Texas senator Ted Cruz meets with Israeli prime minister Binyamin Netanyahu in Israel, January 11, 2013. A week after taking office, Cruz traveled to Israel on a congressional delegation trip, led by Senate minority leader Mitch McConnell.
When, in the midst of the 2014 Hamas-Israel war, the U.S. Federal Aviation Administration briefly banned American carriers from flying to Israel, Sen. Ted Cruz (Republican of Texas) accused Barack Obama of using a federal regulatory agency "to launch an economic boycott on Israel, in order to try to force our ally to comply with his foreign policy demands."[1]

In so doing, Cruz made an accusation no Israeli leader would dare express.

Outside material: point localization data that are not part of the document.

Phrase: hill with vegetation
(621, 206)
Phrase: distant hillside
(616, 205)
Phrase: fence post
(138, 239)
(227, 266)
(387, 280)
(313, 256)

This is hardly unique: Over the years, other American political figures, both Republican (Dan Burton, Jesse Helms, Condoleezza Rice, Arlen Specter) and Democrat (Charles Schumer), have adopted tougher, and sometimes more Zionist, stances than the Israeli government. This pattern in turn points to a larger phenomenon: The Arab-Israeli conflict tends to generate more intense partisanship among Americans than among Middle Easterners. The latter may die from the conflict but the former experience it with greater passion.

More Anti-Israel than the Arabs


Eulogizing Helen Thomas in 2013, al-Monitor referred to her as a "firm advocate of Palestinian rights." At an Iraqi embassy dinner for the country's foreign minister Tariq Aziz, she accused the regime of cowardice for not retaliating against Israel after the destruction of the Osirak nuclear reactor in 1981. She commented, "Just yellow, I guess."
Americans who hate Israel can be more volubly anti-Zionist than Arabs. At a memorable Washington dinner party in November 1984, hosted by the Iraqi embassy for the visiting foreign minister Tariq Aziz, two tipsy American press grandees admonished and even insulted this emissary of Saddam Hussein for being insufficiently anti-Israel. Helen Thomas of United Press International complained that Iraq had not retaliated against Israel after the destruction of the Osirak nuclear reactor in 1981.[2] When Aziz tried brushing off her criticism, she scornfully accused the Iraqi regime of cowardice: "Just yellow, I guess." Later the same evening, Rowland Evans of the syndicated Evans and Novak column, interrupted Aziz when he called the Iran-Iraq war the most important issue in the Middle East, shouting at him to tell Secretary of State Shultz that the Arab-Israeli conflict was his main concern.[3]

The late Barry Rubin, who was present, subsequently commented: "Unaccustomed to being attacked for excessive softness on Israel, Aziz looked astonished."[4]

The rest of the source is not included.